The (More) Heres a virtual movie of John Masefield reading his much loved poem "The West Wind"
The poem is read by John Masefield himself in a recording made in 1958..
John Masefield was born in Ledbury, Herefordshire, in 1878. He was orphaned at an early age and, after a brief period at the King's School, Warwick, was educated aboard the Liverpool school-ship Conway. As an apprentice, Masefield sailed round Cape Horn in 1894; as a result of sickness, he was classified a Distressed British Sailor upon arrival in Chile. After convalescence in England he secured a new position in New York. Although he crossed the Atlantic, he never reported for duty. He later noted, "I was going to be a writer, come what might." After a period of homelessness and vagrancy, bar and factory work in America, Masefield returned to England in 1897. His first published poem appeared in a periodical in 1899. The friendship of W.B. Yeats provided encouragement, and in 1902 Salt-Water Ballads was published.

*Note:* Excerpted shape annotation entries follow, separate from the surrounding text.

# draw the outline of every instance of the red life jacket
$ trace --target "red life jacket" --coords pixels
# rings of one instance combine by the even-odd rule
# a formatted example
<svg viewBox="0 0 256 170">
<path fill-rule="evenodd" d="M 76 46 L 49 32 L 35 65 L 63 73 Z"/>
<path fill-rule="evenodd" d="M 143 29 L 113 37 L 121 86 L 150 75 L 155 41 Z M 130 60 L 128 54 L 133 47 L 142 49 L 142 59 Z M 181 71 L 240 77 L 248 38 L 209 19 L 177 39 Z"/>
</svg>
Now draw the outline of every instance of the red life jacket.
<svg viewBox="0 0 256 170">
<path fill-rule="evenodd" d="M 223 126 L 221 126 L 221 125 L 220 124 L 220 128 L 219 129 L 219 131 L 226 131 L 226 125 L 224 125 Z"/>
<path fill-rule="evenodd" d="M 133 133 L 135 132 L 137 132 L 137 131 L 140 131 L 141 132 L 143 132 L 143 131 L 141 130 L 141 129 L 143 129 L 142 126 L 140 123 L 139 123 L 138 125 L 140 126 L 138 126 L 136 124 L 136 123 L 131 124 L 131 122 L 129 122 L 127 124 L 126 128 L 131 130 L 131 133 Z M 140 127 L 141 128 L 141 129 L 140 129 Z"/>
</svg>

A distinguished literary career followed, with work across a broad range of genres. Masefield was appointed poet laureate in 1930, and awarded the Order of Merit in 1935. He died in 1967; his ashes are buried in Poet's Corner, Westminster Abbey.
Kind Regards
Jim Clark
All rights are reserved on this video recording copyright Jim Clark 2009
The West Wind
IT'S a warm wind, the west wind, full of birds' cries;
I never hear the west wind but tears are in my eyes.
For it comes from the west lands, the old brown hills.
And April's in the west wind, and daffodils.
It's a fine land, the west land, for hearts as tired as mine,
Apple orchards blossom there, and the air's like wine.
There is cool green grass there, where men may lie at rest,
And the thrushes are in song there, fluting from the nest.
"Will ye not come home brother? ye have been long away,
It's April, and blossom time, and white is the may;
And bright is the sun brother, and warm is the rain,--
Will ye not come home, brother, home to us again?
"The young corn is green, brother, where the rabbits run.
It's blue sky, and white clouds, and warm rain and sun.
It's song to a man's soul, brother, fire to a man's brain,
To hear the wild bees and see the merry spring again.
"Larks are singing in the west, brother, above the green wheat,
So will ye not come home, brother, and rest your tired feet?
I've a balm for bruised hearts, brother, sleep for aching eyes,"
Says the warm wind, the west wind, full of birds' cries.
It's the white road westwards is the road I must tread
To the green grass, the cool grass, and rest for heart and head,
To the violets, and the warm hearts, and the thrushes' song,
In the fine land, the west land, the land where I belong. (Less)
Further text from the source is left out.